Department of Environmental Health Sciences, University of Michigan, Ann Arbor, MI, United States.
Department of Environmental Health Sciences, University of Michigan, Ann Arbor, MI, United States.
Neurotoxicol Teratol. 2023 Sep-Oct;99:107286. doi: 10.1016/j.ntt.2023.107286. Epub 2023 Jul 11.
Valproic acid (VPA) is an anti-epileptic medication that increases the risk of neural tube defect (NTD) outcomes in infants exposed during gestation. Previous studies into VPA's mechanism of action have focused on alterations in gene expression and metabolism but have failed to consider how exposure changes the abundance of critical developmental proteins over time. This study evaluates the effects of VPA on protein abundance in the developmentally distinct tissues of the mouse visceral yolk sac (VYS) and embryo proper (EMB) using mouse whole embryo culture. Embryos were exposed to 600 μM VPA at 2 h intervals over 10 h during early organogenesis with the aim of identifying protein pathways relevant to VPA's mechanism of action in failed NTC. Protein abundance was measured through tandem mass tag (TMT) labeling followed by liquid chromatography and mass spectrometry.
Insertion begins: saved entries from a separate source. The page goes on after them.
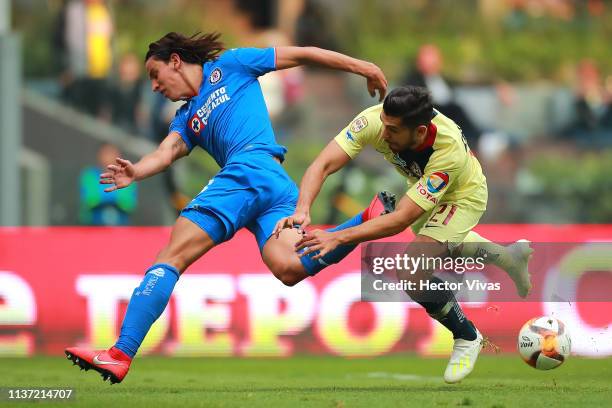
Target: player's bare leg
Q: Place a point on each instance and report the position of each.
(513, 259)
(188, 242)
(442, 306)
(281, 258)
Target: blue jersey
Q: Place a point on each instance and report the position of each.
(229, 115)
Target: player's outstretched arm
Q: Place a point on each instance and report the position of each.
(123, 172)
(288, 57)
(406, 212)
(329, 161)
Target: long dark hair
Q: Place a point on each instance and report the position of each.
(411, 103)
(197, 49)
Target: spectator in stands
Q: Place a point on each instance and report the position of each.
(98, 207)
(593, 107)
(427, 72)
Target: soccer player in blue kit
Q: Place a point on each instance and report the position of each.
(225, 114)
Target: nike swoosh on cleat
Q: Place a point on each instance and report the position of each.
(97, 361)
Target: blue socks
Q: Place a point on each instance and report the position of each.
(147, 303)
(313, 266)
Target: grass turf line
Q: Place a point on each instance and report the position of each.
(315, 381)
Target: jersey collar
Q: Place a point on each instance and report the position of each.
(432, 130)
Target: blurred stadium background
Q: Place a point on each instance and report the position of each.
(532, 80)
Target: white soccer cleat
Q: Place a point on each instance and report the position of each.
(521, 252)
(462, 361)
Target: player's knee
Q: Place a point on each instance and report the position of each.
(166, 256)
(288, 275)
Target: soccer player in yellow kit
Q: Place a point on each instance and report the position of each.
(447, 195)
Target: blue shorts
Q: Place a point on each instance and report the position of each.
(253, 191)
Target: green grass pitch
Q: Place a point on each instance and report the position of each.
(399, 380)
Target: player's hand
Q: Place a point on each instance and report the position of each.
(376, 81)
(319, 241)
(299, 219)
(120, 175)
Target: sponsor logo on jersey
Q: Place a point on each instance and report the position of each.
(415, 170)
(196, 124)
(215, 76)
(423, 191)
(359, 123)
(437, 181)
(216, 98)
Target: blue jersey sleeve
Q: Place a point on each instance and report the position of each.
(256, 61)
(181, 125)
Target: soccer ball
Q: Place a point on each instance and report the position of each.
(544, 343)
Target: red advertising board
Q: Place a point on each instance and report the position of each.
(70, 286)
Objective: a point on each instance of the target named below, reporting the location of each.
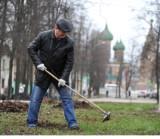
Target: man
(52, 50)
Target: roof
(106, 35)
(119, 46)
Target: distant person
(52, 50)
(107, 92)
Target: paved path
(119, 100)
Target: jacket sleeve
(69, 63)
(33, 48)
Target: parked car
(153, 95)
(143, 93)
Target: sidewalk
(122, 100)
(118, 100)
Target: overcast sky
(121, 17)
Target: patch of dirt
(47, 124)
(77, 104)
(8, 106)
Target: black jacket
(56, 55)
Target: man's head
(62, 27)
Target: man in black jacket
(52, 50)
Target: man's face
(58, 33)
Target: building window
(3, 83)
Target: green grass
(126, 119)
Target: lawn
(126, 119)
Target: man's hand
(61, 82)
(41, 67)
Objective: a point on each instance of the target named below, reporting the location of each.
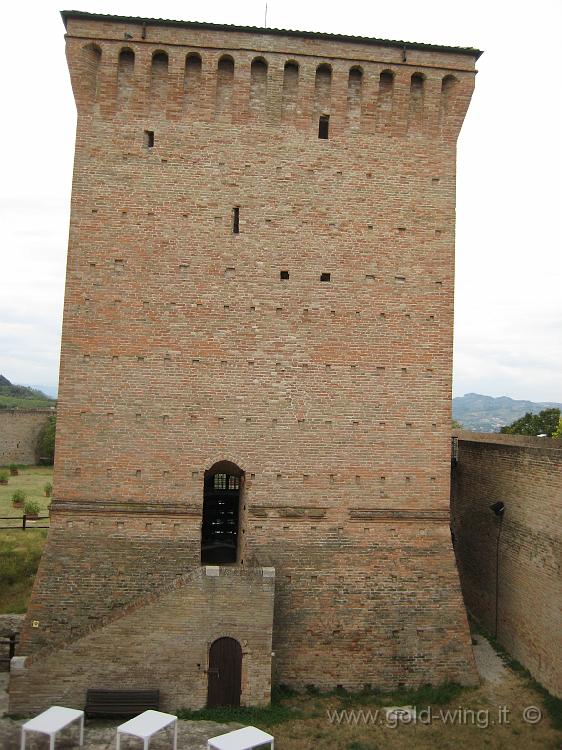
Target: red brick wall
(19, 430)
(162, 643)
(526, 475)
(182, 346)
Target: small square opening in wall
(324, 127)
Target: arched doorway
(224, 673)
(221, 510)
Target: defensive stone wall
(523, 546)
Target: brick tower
(252, 462)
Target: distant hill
(50, 390)
(487, 414)
(22, 397)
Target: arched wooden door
(224, 673)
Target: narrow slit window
(324, 127)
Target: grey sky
(508, 319)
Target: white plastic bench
(146, 725)
(51, 721)
(241, 739)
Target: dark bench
(120, 702)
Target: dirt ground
(503, 713)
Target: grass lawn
(20, 551)
(451, 718)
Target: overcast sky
(508, 319)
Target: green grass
(31, 479)
(276, 713)
(17, 402)
(20, 552)
(283, 708)
(551, 703)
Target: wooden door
(224, 673)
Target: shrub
(45, 448)
(31, 508)
(19, 497)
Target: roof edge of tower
(67, 14)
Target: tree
(544, 423)
(46, 440)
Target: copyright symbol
(532, 715)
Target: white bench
(241, 739)
(146, 725)
(51, 721)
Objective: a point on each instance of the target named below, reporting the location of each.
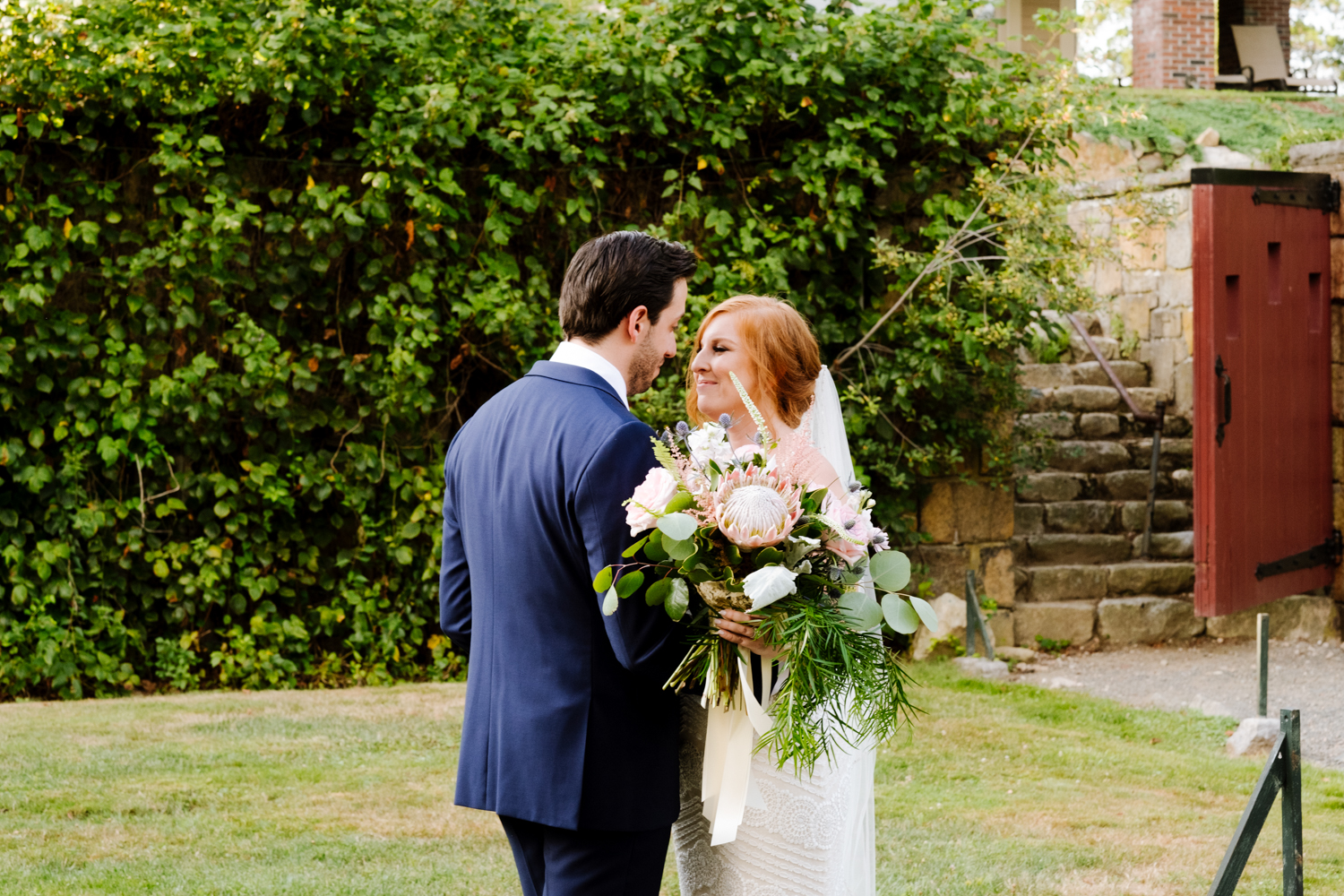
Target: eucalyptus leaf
(629, 583)
(890, 570)
(677, 527)
(900, 614)
(926, 613)
(658, 592)
(602, 581)
(677, 599)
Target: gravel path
(1219, 680)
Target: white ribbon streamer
(726, 785)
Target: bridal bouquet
(737, 530)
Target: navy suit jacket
(566, 720)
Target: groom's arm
(642, 637)
(454, 582)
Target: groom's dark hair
(613, 274)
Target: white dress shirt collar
(582, 357)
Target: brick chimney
(1175, 43)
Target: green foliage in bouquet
(263, 258)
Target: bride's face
(722, 351)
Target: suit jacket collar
(572, 374)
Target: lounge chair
(1262, 64)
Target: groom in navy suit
(567, 731)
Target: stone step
(1078, 581)
(1099, 516)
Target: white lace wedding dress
(814, 836)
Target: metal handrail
(1156, 419)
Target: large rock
(1096, 426)
(1254, 737)
(1080, 516)
(1152, 578)
(1129, 485)
(1086, 398)
(1029, 519)
(1056, 425)
(1078, 548)
(1067, 583)
(1045, 375)
(1072, 621)
(1132, 374)
(1167, 514)
(1171, 546)
(952, 627)
(1090, 457)
(956, 511)
(1147, 619)
(1295, 618)
(1050, 487)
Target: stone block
(1167, 514)
(1185, 382)
(1147, 398)
(1175, 454)
(1133, 311)
(1029, 519)
(1078, 548)
(1129, 485)
(1048, 487)
(1096, 426)
(1164, 323)
(1179, 244)
(1338, 452)
(946, 565)
(1131, 374)
(1086, 398)
(1080, 516)
(1295, 618)
(1140, 281)
(1147, 619)
(1145, 250)
(1150, 578)
(1072, 621)
(1056, 425)
(1176, 288)
(1045, 375)
(997, 576)
(956, 511)
(1067, 583)
(1089, 457)
(1169, 546)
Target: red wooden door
(1262, 394)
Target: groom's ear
(637, 324)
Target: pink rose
(650, 498)
(855, 524)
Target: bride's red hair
(781, 349)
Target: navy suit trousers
(554, 861)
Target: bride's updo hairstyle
(781, 349)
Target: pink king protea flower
(755, 508)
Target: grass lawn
(999, 790)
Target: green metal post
(1290, 724)
(1262, 659)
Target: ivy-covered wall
(263, 258)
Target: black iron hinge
(1328, 552)
(1327, 199)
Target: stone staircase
(1080, 522)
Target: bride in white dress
(814, 836)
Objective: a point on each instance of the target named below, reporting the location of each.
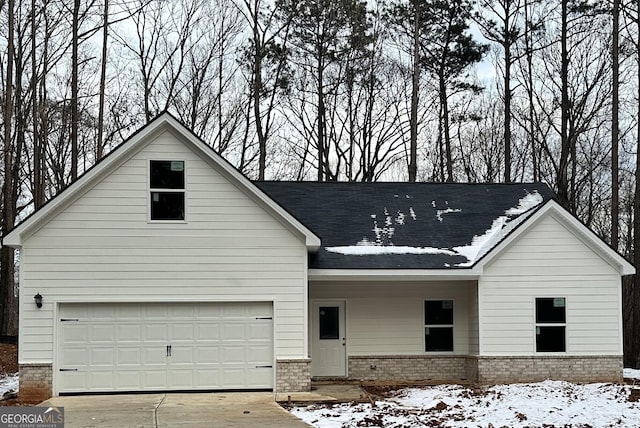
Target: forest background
(348, 90)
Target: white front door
(329, 347)
(107, 347)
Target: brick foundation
(293, 375)
(535, 369)
(486, 370)
(419, 367)
(36, 382)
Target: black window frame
(171, 192)
(442, 324)
(550, 324)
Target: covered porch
(393, 329)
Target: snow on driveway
(545, 404)
(8, 383)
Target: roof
(165, 122)
(406, 225)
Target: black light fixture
(38, 299)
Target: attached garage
(105, 347)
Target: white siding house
(164, 268)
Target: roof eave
(162, 123)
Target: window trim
(150, 190)
(537, 324)
(425, 326)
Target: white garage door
(164, 346)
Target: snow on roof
(372, 249)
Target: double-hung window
(551, 324)
(166, 190)
(438, 325)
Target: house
(164, 268)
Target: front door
(329, 348)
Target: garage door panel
(123, 347)
(154, 378)
(260, 376)
(102, 333)
(74, 358)
(155, 333)
(208, 331)
(156, 355)
(74, 333)
(155, 312)
(259, 354)
(261, 330)
(128, 379)
(233, 332)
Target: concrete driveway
(233, 409)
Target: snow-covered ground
(544, 404)
(8, 383)
(632, 374)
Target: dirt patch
(9, 366)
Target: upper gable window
(167, 191)
(438, 325)
(551, 324)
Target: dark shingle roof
(414, 225)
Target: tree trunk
(7, 262)
(615, 191)
(444, 102)
(415, 88)
(74, 89)
(103, 78)
(562, 181)
(633, 304)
Overall, there were over 1500 proteins with altered abundance after VPA exposure in the EMB or VYS with 428 of these proteins showing previous gene expression associations with VPA exposure. Limited overlap of significant proteins between tissues supported the conclusion of independent roles for the VYS and EMB in response to VPA. Pathway analysis of proteins with increased or decreased abundance identified multiple pathways with mechanistic relevance to NTC and embryonic development including convergent extension, Wnt Signaling/planar cell polarity, cellular migration, cellular proliferation, cell death, and cytoskeletal organization processes as targets of VPA. Clustering of co-regulated proteins to identify shared patterns of protein abundance over time highlighted 4 h and 6/10 h as periods of divergent protein abundance between control and VPA-treated samples in the VYS and EMB, respectively. Overall, this study demonstrated that VPA temporally alters protein content in critical developmental pathways in the VYS and the EMB during early organogenesis in mice.
丙戊酸(VPA)是一种抗癫痫药物,会增加在妊娠期间暴露的婴儿神经管缺陷(NTD)结局的风险。以前对 VPA 作用机制的研究集中在基因表达和代谢的改变上,但没有考虑暴露如何随时间改变关键发育蛋白的丰度。本研究使用小鼠全胚胎培养,评估 VPA 在发育上不同的小鼠内脏卵黄囊(VYS)和胚胎本身(EMB)组织中的蛋白质丰度的影响。胚胎在早期器官发生期间以 2 小时的间隔暴露于 600 μM VPA 10 小时,目的是确定与 VPA 在失败的 NTC 中的作用机制相关的蛋白质途径。通过串联质量标签(TMT)标记,然后进行液相色谱和质谱法测量蛋白质丰度。总体而言,VPA 暴露后,EMB 或 VYS 中有 1500 多种蛋白质丰度发生改变,其中 428 种蛋白质以前与 VPA 暴露有关。组织之间显著蛋白质的有限重叠支持了 VYS 和 EMB 对 VPA 有独立作用的结论。增加或减少丰度的蛋白质的途径分析确定了多个与 NTC 和胚胎发育具有机制相关性的途径,包括收敛扩展、Wnt 信号/平面细胞极性、细胞迁移、细胞增殖、细胞死亡和细胞骨架组织过程,这些都是 VPA 的靶点。共调节蛋白的聚类以识别随时间变化的蛋白质丰度的共享模式,突出了 4 小时和 6/10 小时分别是 VYS 和 EMB 中对照和 VPA 处理样品之间蛋白质丰度发散的时期。总体而言,这项研究表明,VPA 在早期器官发生期间,在小鼠的 VYS 和 EMB 中的关键发育途径中,随时间改变蛋白质含量。